American designer of costume jewelry (1899–1981)

Miriam Haskell (July 2, 1899 – July 14, 1981) was an American designer of costume jewelry. With creative partner Frank Hess, she designed affordable pieces from 1920 through the 1960s. Her vintage items are eagerly collected and the namesake company, which first displayed her jewelry in New York City's McAlpin Hotel, continues. It is currently listed as Haskell Jewels, LLC.

==Early life==

Haskell was born on July 2, 1899, in Tell City, Indiana, a small town on the Ohio River, approximately 80 miles southwest of Louisville, Kentucky. After high school in New Albany, where her Russian Jewish immigrant parents ran a dry-goods store, she studied for three years at Chicago University.

==Establishing her business==

Moving to New York City in 1924 with $500 in her pocket, she opened a jewelry boutique in 1926 in the old McAlpin Hotel, and a second outlet within the year at West 57th Street. Frank Hess joined her business the same year. Despite some controversy concerning the extent to which the jewelry designs are Haskell's or Hess's (Ellman quotes Haskell's nephew's claim that she designed a great deal; Pamfiloff and others give the lion's share of credit to Hess), the two worked together until Miriam left the company; Hess continued to design for many years afterwards. In the 1930s, the company relocated to 392 Fifth Avenue; their affordable art glass, strass, and gold-plate parures were popular throughout the Great Depression, and the company went on to open boutiques at Saks Fifth Avenue and Burdine's, as well as stores in Miami and London. The Saks shop also offered pieces by Chanel.

===Most notable clients and collectibility of her work===

Miriam Haskell jewelry was worn for publicity shots, films, and personal use by movie stars Joan Crawford and Lucille Ball, as well as by Gloria Vanderbilt and the Duchess of Windsor. Crawford owned a set of almost every Haskell ever produced, from the 1920s through the 1960s.

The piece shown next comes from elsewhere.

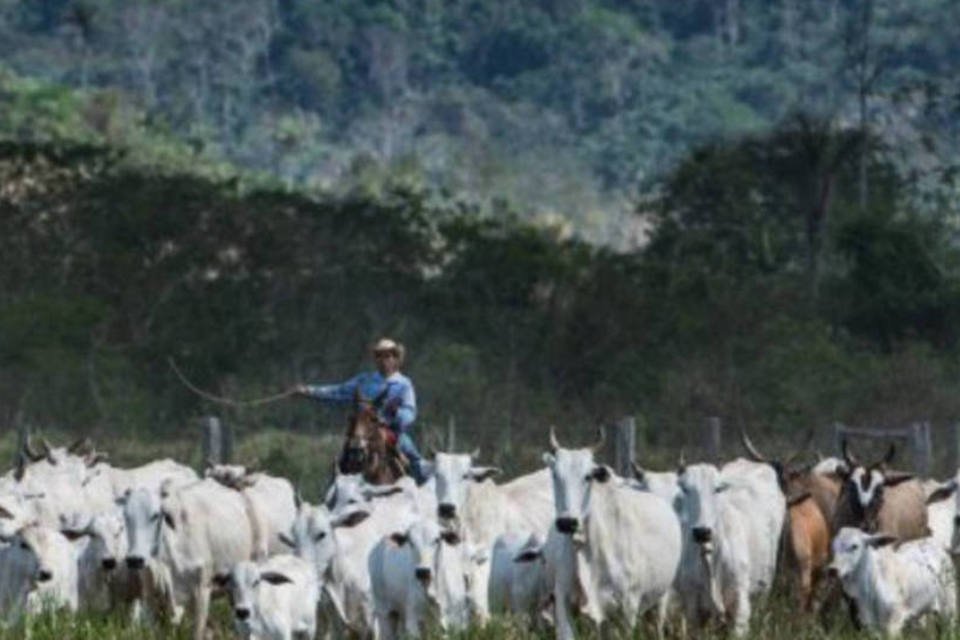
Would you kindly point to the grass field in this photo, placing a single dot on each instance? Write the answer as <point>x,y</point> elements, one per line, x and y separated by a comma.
<point>306,460</point>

Watercolors used for advertising, by Larry Austin and others, showing models wearing large Haskell pieces are also collected and a Florida dealer found many in a set of steamer trunks around 1978; Haskell's family sold her archives and samples to defray the costs of her nursing home.

Her vintage pieces can command high prices from collectors. However, her jewelry was seldom signed before 1950, and it was her brother Joseph Haskell who introduced the first regularly signed Miriam Haskell jewelry. For a very short time during the 1940s, a shop in New England did request all pieces they received be signed by Miriam - this signature being a horseshoe-shaped plaque with Miriam Haskell embossed on it. Pieces with this signature are rare.

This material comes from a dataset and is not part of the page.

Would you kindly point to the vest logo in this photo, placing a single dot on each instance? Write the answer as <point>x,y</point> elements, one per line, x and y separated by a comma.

===Wealthiest patrons and community work===
Haskell's clients included Florenz Ziegfeld, who decorated the chorines of his Follies with her designs; Bernard Gimbel of the department store chain; and John D. Hertz Jr., scion of the car-rental company. With Hess, she traveled in search of materials to Paris, Gablonz, Venice, and Wattens, home of Daniel Swarovski's crystal factory. She built a mansion that she called Sainte Claire Cottage on the Hudson River near Ossining. When the Ohio flooded in 1937, Haskell sent boxcars full of relief materials to New Albany, and traveled home to assist during the disaster. In World War II, she gave generously to the war effort, and asked Hess to create new patriotic metalfree jewelry designs, using natural materials and plastics.

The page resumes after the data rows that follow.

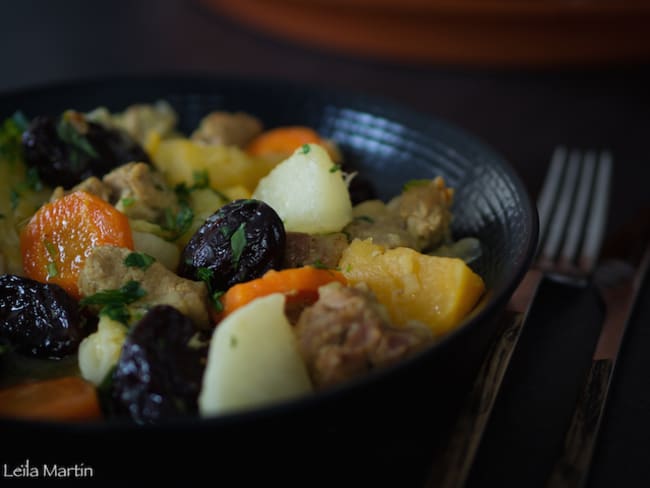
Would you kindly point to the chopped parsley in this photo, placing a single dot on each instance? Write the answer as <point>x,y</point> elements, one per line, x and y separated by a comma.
<point>365,218</point>
<point>11,131</point>
<point>201,179</point>
<point>238,243</point>
<point>52,270</point>
<point>139,260</point>
<point>318,264</point>
<point>128,201</point>
<point>178,223</point>
<point>205,275</point>
<point>114,302</point>
<point>32,182</point>
<point>68,133</point>
<point>216,300</point>
<point>14,198</point>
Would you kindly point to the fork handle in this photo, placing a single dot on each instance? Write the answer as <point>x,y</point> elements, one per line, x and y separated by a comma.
<point>579,443</point>
<point>453,469</point>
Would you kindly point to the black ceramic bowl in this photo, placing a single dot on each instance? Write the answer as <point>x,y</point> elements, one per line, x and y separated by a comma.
<point>401,414</point>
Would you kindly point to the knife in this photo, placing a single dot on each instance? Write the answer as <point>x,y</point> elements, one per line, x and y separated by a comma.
<point>619,286</point>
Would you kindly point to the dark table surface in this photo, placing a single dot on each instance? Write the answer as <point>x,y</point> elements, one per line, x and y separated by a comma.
<point>521,113</point>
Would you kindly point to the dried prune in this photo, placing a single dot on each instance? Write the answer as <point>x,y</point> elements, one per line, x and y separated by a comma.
<point>160,369</point>
<point>68,149</point>
<point>239,242</point>
<point>361,190</point>
<point>39,319</point>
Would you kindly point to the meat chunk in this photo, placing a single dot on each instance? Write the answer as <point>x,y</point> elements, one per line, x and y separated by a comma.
<point>302,249</point>
<point>139,120</point>
<point>373,220</point>
<point>419,218</point>
<point>105,270</point>
<point>347,332</point>
<point>91,185</point>
<point>426,210</point>
<point>135,189</point>
<point>228,129</point>
<point>140,191</point>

===Declining health, and legacy===
The horror of World War II affected her health and emotional stability; in her fifties, she became ill, despite an adherence to health food. In 1950, she lost control of her company to her brothers. Living in an apartment on Central Park South with her widowed mother through the next decades, she became increasingly erratic in her behavior. In 1977, she moved to Cincinnati, under the care of her nephew Malcolm Dubin, and died in 1981. It was a sad ending for an exceptional life, but, as Pamfiloff writes, "Obviously, the legacy of her dream has filtered on down through the decades. It was a man's world. Designers were men. The owners of companies were men. The staff was men. The salesmen were men. It was all men. And then you had Coco Chanel, who just jumped right out there, and a couple of other women who carved out their own niche in the world. Haskell did that, too."

==Books==
- Deanna Farnetti Cera, The Jewels of Miriam Haskell (Milan: Idea Books, 1997).
- Barbara Ellman, "The World of Fashion Jewelry" (Highland Park, IL: Aunt Louise Imports, 1986).
- Cathy Gordon and Sheila Pamfiloff, Miriam Haskell Jewelry (Atglen, PA: Schiffer, 2004).